Ship-to-Ship Combat: Sweet Jesus, the arguments that erupted over which of Rory's three boyfriends were better for her still go on to this day. Any site that even mentions the show will have commenters arguing over Jess, Dean, or Logan, with some outliers for Tristan and Marty.
And when one of Buzzfeed's staff threw their weight behind Logan, the comments predictably started arguing.
And when it was announced that the show would be available on Netflix, even more articles sprang updebating which boyfriend was the best.
So Okay, It's Average: Unfortunately for many, the series finale, which felt more like a Fix Fic. By then, many fans had already abandoned the show altogether.
Special Effect Failure: The season 3 episode where Lorelai's birthday is celebrated has Rory arranging for the "world's largest pizza" to be made (that ends up being Hartford's biggest pizza instead.) When the giant pizza being lowered to the ground by a crane machine, the image is very obviously photoshopped.
Sometimes the snow in winter episodes looks rather fake.
Strawman Has a Point: We're supposed to see Lorelai's parents as uptight, judgmental rich people, but they are often right about her irresponsibility.
We're also supposed to think Mitchum is a heartless monster for telling Rory "[she] don't got it" to make it as a journalist, except that he's completely right.
As was pointed out in the episode itself, Mitchum determined that she wouldn't be able to make it as a journalist and that she would be better suited as someone's assistant, yet we're never given the impression that Rory was anything more than an assistant at the newspaper.
she'd make a helluva an editor however... (especially for book editing versus journalistic editing) or book reviewer
Rory rips into a ballerina for a horrible performance in the Yale newspaper. Richard supports it because Rory would be doing the ballerina a favor since she can now pursue a different career. This is completely forgotten when Mitchum essentially tells the same thing to Rory. Likely Truth in Television, as it's common for a grandparent (or parent) to want better treatment for their grandchild (or child) from others than they expect toward non-relatives. And Richard adored Rory.
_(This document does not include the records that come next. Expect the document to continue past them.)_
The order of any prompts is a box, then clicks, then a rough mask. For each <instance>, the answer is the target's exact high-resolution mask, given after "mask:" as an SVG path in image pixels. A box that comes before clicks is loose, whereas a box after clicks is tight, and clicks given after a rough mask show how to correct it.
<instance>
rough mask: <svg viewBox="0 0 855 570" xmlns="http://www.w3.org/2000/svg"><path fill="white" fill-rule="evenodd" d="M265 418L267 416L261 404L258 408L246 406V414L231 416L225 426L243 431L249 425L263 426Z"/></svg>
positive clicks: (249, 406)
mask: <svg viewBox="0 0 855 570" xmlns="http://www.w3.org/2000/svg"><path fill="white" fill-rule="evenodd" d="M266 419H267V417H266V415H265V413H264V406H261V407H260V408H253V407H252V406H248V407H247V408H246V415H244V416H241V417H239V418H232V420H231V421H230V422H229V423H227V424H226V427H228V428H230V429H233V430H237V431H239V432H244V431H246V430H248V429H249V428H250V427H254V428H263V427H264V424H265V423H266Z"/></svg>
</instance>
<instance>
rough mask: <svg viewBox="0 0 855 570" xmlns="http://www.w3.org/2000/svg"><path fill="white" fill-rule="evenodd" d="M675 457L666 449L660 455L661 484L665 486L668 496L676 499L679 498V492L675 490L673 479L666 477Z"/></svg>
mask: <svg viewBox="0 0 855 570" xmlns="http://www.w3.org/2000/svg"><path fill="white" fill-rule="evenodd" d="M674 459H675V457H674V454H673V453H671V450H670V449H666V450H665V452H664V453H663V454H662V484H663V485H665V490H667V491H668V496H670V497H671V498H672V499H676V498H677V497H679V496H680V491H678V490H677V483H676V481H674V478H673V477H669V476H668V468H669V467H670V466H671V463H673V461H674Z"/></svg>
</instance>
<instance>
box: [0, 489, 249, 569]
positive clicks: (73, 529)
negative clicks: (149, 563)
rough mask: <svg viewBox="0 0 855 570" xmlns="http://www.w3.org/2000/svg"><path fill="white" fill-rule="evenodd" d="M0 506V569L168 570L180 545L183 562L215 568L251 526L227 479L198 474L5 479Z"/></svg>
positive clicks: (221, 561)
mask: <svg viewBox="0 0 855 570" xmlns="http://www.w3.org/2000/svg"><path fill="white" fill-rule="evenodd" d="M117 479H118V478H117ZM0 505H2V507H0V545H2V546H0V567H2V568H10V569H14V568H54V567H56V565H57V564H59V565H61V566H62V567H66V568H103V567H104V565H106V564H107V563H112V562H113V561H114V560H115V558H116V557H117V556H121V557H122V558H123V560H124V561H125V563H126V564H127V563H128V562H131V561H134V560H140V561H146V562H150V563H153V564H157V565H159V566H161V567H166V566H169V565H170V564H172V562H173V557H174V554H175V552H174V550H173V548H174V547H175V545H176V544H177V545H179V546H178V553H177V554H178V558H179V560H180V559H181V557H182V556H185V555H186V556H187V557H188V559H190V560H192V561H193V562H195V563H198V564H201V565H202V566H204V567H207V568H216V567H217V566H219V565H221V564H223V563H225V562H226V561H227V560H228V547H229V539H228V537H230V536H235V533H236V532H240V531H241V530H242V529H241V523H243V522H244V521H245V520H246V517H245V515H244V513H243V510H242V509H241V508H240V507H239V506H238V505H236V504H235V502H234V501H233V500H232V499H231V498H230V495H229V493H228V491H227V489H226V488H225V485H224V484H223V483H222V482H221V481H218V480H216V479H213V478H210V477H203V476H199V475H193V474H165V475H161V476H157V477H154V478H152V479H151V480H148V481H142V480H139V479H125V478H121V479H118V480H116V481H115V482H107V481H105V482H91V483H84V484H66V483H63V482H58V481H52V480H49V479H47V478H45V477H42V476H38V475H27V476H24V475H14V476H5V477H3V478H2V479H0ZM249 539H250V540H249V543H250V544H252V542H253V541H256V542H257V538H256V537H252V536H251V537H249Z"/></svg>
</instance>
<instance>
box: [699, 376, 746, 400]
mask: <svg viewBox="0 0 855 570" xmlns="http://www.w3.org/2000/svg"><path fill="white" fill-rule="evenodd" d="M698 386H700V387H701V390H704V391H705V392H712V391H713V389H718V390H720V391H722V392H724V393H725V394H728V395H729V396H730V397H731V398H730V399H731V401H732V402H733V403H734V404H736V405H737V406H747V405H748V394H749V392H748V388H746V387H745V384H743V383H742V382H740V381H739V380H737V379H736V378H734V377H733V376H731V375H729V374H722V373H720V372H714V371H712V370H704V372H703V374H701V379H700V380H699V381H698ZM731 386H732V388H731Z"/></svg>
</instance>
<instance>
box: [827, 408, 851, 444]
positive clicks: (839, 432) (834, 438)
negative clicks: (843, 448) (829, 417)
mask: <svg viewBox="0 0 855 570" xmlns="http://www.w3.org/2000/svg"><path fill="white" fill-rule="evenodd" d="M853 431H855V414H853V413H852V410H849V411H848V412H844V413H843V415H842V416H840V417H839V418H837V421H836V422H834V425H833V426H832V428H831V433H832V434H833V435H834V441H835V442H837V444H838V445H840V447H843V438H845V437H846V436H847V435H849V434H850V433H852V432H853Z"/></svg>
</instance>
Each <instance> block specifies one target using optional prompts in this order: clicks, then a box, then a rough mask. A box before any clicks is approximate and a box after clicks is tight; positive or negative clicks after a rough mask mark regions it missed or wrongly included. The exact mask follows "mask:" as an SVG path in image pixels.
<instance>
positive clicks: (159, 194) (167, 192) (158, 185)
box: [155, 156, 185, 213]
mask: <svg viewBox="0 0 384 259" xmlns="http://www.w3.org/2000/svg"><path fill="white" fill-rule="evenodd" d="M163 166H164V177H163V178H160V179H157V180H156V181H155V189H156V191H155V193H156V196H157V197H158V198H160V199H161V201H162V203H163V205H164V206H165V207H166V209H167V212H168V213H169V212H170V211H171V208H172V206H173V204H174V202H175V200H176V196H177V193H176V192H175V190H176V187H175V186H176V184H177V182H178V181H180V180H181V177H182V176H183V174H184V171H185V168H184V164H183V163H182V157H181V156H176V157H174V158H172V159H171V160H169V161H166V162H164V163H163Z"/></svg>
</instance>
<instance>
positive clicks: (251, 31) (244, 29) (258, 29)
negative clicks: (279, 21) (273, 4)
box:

Lorelai is supposed to be wrong when she dismisses Logan as being the kind of irresponsible guy who gets drunk with his fratboy friends, then the next morning skydives wearing a stupid costume, which is merely the way he's getting to the next stupid stunt he's going to do... a season later, Logan turns out to apparently be planning to do just that.
Dean, when giving Rory a rather well deserved What the Hell, Hero? speech over her stringing him along and using for Operation Jealousy when he likes Jess. Not very gentlemanly, dumping her in public? Well, yeah. Justified? Well, yeah.
Wangst: When Luke and Lorelai break up in 'Say Something', Lorelai takes to her bed for at least two days and cries like a child, even needing Rory to come back and take care of her.
To be fair this is Luke her best friend of the last 10 + years, and who she had feelings for almost as long but held off admitting it because she didn't want to risk them breaking up. Having that fall apart (especially over somthing so petty) would be utterly devestating.
Rory dropping out of school and having a full on Heroic BSOD because her boyfriend's dad told her that she didn't have what it takes to be a journalist. Wut?
Especially irritating as in the first season she had hoards of people (Paris, Headmaster Charlston, Madeline and Louise, Tristan, Max, even Lorelai) doubting her ability to manage at Chilton. Despite the odds she insisted she could manage and worked her way up. The difference in her reaction speaks volumes about how Rory's character regressed.